Carcassonne Basic Strategy

As you can imagine, the winning strategy for Carcassonne is to maximize your own completed ‘features’ like roads and cities, while simultaneously preventing your opponents from completing theirs through crafty tile placement. For example, there are only a limited number of tiles that contain both a piece of a city wall and a road leading into the city, so placing a road piece right next to an opponent’s incomplete city reduces that opponent’s chances of ever completing his city.

As you can see in the screen shot above, in the game app, when there are no tiles remaining that can possibly be played in a given space, that space is blocked out with a cracked, gray square of stone. It may be that the tile played immediately beneath the cracked stone square is the one that prevented the green player from being able to complete his city wall.

You can turn off the computer opponents’ commentary if you like.

Further complicating matters, each player only gets 7 “followers” to use when laying claim to various features, and while you get a follower back each time you complete a road, city or cloister, any followers placed on incomplete features, or used to lay claim to fields, are NEVER returned to you—at least, not until the end of the game, when final scoring occurs.

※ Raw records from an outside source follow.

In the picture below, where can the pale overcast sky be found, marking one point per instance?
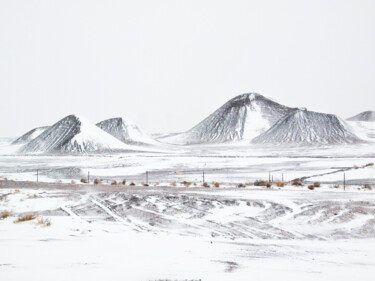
(166, 65)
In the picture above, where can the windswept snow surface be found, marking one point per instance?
(126, 131)
(73, 134)
(306, 127)
(30, 135)
(242, 118)
(367, 116)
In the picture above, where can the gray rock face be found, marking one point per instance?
(306, 127)
(367, 116)
(125, 131)
(73, 134)
(30, 135)
(241, 118)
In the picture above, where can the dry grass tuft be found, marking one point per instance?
(297, 182)
(186, 183)
(4, 214)
(27, 217)
(367, 186)
(261, 183)
(44, 222)
(316, 184)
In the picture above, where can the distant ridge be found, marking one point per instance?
(30, 135)
(241, 118)
(367, 116)
(73, 134)
(306, 127)
(126, 131)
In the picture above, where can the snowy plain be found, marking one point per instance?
(167, 231)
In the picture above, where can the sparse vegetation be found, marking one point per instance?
(261, 183)
(26, 217)
(4, 214)
(186, 183)
(367, 186)
(297, 182)
(44, 222)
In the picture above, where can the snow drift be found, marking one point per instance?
(367, 116)
(125, 131)
(73, 134)
(306, 127)
(30, 135)
(241, 118)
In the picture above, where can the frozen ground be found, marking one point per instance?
(166, 232)
(163, 233)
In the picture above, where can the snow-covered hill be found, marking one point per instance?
(73, 134)
(241, 118)
(125, 131)
(367, 116)
(30, 135)
(306, 127)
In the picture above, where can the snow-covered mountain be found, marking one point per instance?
(30, 135)
(241, 118)
(125, 131)
(73, 134)
(367, 116)
(306, 127)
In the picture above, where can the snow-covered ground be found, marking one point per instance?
(168, 231)
(164, 233)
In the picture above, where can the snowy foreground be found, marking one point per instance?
(107, 232)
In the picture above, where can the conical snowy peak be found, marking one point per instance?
(73, 134)
(241, 118)
(30, 135)
(367, 116)
(125, 131)
(306, 127)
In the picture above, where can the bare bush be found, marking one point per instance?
(26, 217)
(261, 183)
(297, 182)
(367, 186)
(4, 214)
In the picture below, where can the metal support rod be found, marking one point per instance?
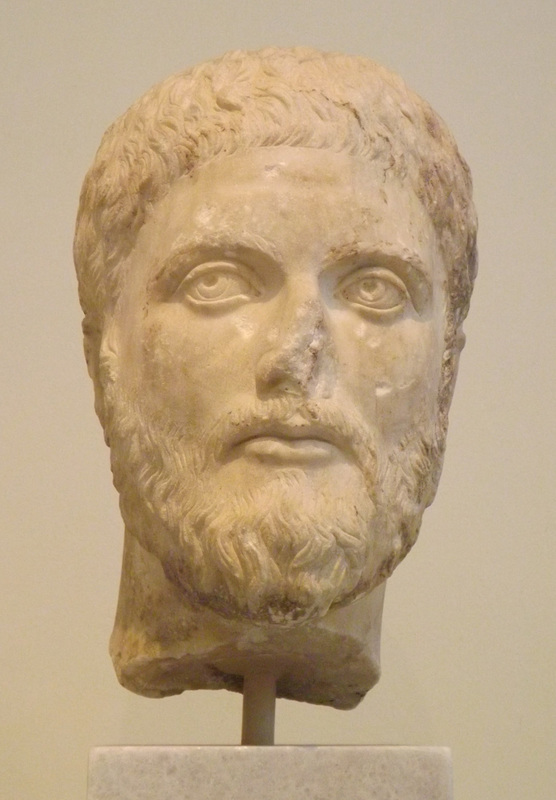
(259, 702)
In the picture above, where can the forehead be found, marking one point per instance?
(290, 199)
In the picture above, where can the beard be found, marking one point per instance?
(292, 544)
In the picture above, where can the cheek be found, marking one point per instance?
(193, 367)
(399, 367)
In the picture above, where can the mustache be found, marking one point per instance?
(294, 418)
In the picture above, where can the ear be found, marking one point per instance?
(99, 356)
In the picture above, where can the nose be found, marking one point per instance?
(299, 358)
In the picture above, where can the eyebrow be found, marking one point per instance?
(247, 242)
(387, 253)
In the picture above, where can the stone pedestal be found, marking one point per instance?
(270, 773)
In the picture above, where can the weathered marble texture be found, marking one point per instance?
(276, 773)
(275, 254)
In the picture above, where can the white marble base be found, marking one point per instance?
(270, 773)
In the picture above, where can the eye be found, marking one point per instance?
(374, 289)
(217, 284)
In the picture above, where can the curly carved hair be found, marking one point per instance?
(298, 97)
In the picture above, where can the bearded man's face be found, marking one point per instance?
(275, 360)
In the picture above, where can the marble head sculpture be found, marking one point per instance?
(275, 253)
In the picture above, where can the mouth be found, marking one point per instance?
(290, 444)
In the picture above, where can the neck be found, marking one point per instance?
(162, 645)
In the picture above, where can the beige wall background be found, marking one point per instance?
(469, 635)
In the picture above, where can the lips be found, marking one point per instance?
(283, 443)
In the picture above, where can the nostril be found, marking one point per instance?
(292, 362)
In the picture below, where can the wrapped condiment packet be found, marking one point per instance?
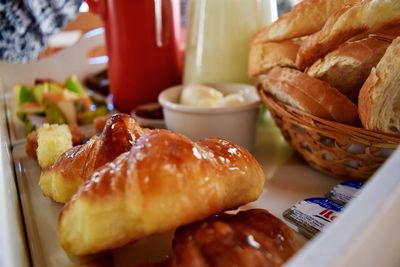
(311, 215)
(342, 193)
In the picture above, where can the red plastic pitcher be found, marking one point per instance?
(142, 39)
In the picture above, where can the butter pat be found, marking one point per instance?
(200, 95)
(231, 100)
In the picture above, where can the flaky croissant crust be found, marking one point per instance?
(165, 181)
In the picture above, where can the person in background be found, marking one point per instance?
(285, 6)
(25, 25)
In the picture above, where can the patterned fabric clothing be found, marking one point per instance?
(25, 25)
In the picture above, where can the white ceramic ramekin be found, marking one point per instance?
(237, 124)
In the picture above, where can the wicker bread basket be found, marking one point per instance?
(340, 150)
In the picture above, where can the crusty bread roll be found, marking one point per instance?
(310, 95)
(347, 67)
(234, 240)
(165, 181)
(264, 56)
(371, 16)
(379, 100)
(62, 179)
(305, 18)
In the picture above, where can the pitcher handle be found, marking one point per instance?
(98, 7)
(162, 21)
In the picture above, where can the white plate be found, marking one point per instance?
(288, 180)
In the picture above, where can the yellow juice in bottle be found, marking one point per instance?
(219, 38)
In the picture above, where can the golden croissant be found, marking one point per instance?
(62, 179)
(163, 182)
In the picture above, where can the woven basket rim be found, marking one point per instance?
(304, 118)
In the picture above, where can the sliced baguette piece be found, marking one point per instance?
(379, 100)
(264, 56)
(310, 95)
(52, 141)
(347, 67)
(368, 17)
(305, 18)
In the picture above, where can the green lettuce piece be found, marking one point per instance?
(24, 95)
(72, 84)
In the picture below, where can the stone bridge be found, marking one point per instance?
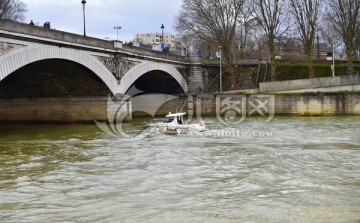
(49, 75)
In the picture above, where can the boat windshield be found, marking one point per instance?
(169, 119)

Advantages of the App Version of Carcassonne

I already mentioned how the app automatically indicates unplayable squares with cracked stone, but there are other advantages the app version of this game has over the real-life, board game version.

Perhaps most importantly, when it’s your turn the app automatically highlights all the possible locations where you can play the tile you’ve drawn. When playing the real-life version, there would be quite a lot of trial and error, and you might miss an advantageous tile placement option due to simple oversight.

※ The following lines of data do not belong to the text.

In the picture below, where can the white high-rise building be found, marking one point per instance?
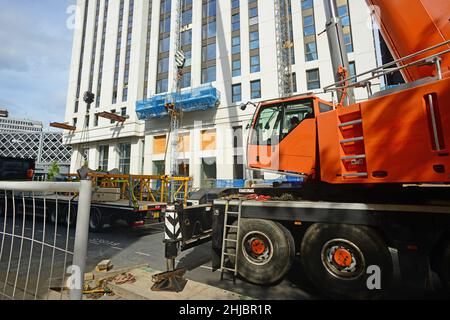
(124, 51)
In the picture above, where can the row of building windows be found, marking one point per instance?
(147, 49)
(126, 75)
(312, 83)
(209, 53)
(94, 48)
(80, 67)
(162, 81)
(255, 91)
(102, 54)
(118, 51)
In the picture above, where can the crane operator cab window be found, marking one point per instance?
(274, 123)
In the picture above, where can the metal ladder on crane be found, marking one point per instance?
(226, 241)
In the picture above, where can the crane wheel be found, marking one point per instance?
(347, 261)
(267, 251)
(444, 266)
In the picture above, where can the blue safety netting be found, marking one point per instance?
(202, 98)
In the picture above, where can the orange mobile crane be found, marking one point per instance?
(376, 172)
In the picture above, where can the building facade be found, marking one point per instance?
(21, 138)
(124, 52)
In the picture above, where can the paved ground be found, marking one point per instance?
(128, 247)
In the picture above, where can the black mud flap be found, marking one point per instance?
(196, 225)
(171, 281)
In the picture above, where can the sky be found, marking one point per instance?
(35, 52)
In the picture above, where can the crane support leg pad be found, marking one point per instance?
(171, 281)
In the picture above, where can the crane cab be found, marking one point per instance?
(283, 138)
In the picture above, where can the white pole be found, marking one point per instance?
(81, 238)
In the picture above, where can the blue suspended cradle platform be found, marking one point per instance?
(197, 99)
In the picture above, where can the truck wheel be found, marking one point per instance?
(267, 251)
(337, 257)
(444, 266)
(96, 222)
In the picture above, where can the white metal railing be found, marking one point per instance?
(35, 245)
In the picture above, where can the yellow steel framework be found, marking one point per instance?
(153, 188)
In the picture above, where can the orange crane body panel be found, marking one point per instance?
(398, 142)
(409, 26)
(399, 137)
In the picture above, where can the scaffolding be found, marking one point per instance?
(285, 44)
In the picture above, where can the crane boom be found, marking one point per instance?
(409, 26)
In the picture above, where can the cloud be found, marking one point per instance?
(34, 58)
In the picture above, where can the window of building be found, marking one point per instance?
(344, 14)
(103, 158)
(235, 21)
(255, 87)
(348, 42)
(209, 52)
(294, 81)
(209, 30)
(313, 79)
(208, 139)
(209, 172)
(309, 28)
(186, 17)
(236, 92)
(159, 168)
(254, 40)
(255, 64)
(118, 51)
(162, 85)
(166, 6)
(163, 65)
(236, 65)
(311, 51)
(188, 56)
(164, 45)
(186, 37)
(186, 80)
(124, 158)
(209, 74)
(352, 71)
(307, 4)
(159, 144)
(236, 45)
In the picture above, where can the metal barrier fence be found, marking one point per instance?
(40, 251)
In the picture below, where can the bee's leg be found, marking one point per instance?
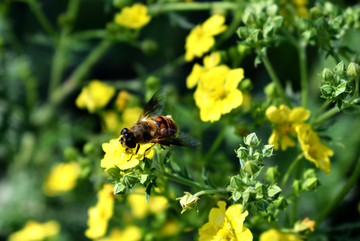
(137, 148)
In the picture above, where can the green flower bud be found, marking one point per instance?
(296, 186)
(149, 46)
(272, 174)
(119, 188)
(188, 202)
(272, 10)
(340, 68)
(315, 13)
(268, 150)
(71, 153)
(256, 35)
(274, 191)
(251, 168)
(353, 70)
(327, 75)
(152, 82)
(281, 203)
(326, 90)
(248, 17)
(130, 180)
(277, 21)
(252, 140)
(242, 32)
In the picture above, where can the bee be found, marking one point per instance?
(151, 127)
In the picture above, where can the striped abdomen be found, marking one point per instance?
(163, 126)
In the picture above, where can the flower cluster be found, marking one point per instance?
(288, 124)
(201, 38)
(100, 214)
(133, 17)
(225, 224)
(217, 90)
(122, 157)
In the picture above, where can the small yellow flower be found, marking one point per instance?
(201, 38)
(275, 235)
(131, 233)
(225, 224)
(100, 214)
(140, 208)
(217, 93)
(312, 147)
(122, 157)
(95, 96)
(62, 178)
(34, 231)
(285, 121)
(133, 17)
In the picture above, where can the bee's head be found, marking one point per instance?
(127, 138)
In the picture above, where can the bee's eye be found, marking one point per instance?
(124, 131)
(130, 142)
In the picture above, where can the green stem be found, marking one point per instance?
(80, 72)
(211, 191)
(182, 180)
(335, 202)
(275, 79)
(193, 6)
(326, 115)
(44, 22)
(215, 145)
(303, 74)
(290, 169)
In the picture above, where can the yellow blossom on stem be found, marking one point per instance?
(285, 121)
(140, 208)
(217, 93)
(201, 38)
(209, 61)
(275, 235)
(130, 233)
(100, 214)
(122, 157)
(225, 224)
(94, 96)
(313, 149)
(62, 178)
(133, 17)
(34, 231)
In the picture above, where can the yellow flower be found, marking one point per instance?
(210, 61)
(140, 208)
(100, 214)
(62, 178)
(201, 38)
(122, 157)
(122, 100)
(312, 147)
(95, 96)
(133, 17)
(225, 224)
(275, 235)
(217, 92)
(285, 120)
(131, 233)
(34, 231)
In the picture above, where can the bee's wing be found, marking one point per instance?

You can view all the remaining available tiles at any time in the game app.

Another big advantage with the app is that you can view all of the tiles that have yet to be played at any time. This can be invaluable when you’re trying to decide between two or three possible tile placements, and need to know whether or not the tile(s) you need to complete your desired feature is/are even available.

The app also allows you to play against up to four opponents: either computer opponents, real life players, or a mixture of both. When playing against real people, you simply take turns passing the Fire back and forth as you play. With computer opponents, you can choose the opponents’ skill level.

Finally, the app handles all the complicated scoring for you, so there’s never any doubt about whether or not each player received full and proper credit for all of his or her plays.

One Glitch…

I’ve noticed one minor glitch in the app, but it’s no big deal. When I first launch Carcassonne, it automatically loads and displays the on-screen keyboard. This is easy enough to resolve, I just tap the side of my screen to open the menu and then tap the ‘back’ arrow to return to the start screen and close the keyboard.

My Take

I got a pretty rocky start with the Carcassonne game app due to the paltry tutorial, but even so, I was interested enough to hang in there and do some Googling to learn more about how the game is played—and won! Once I found the pdf guide I’ve linked to above, the game became much easier to understand and far more enjoyable.

Since then, I’ve become a real Carcassonne addict. I find myself playing a round or two nearly every day since I got this fantastic app. Even with the tutorial limitations and the keyboard display glitch, I’d still rate it 5/5 stars and found it entirely worth the (current) $4.99 pricetag.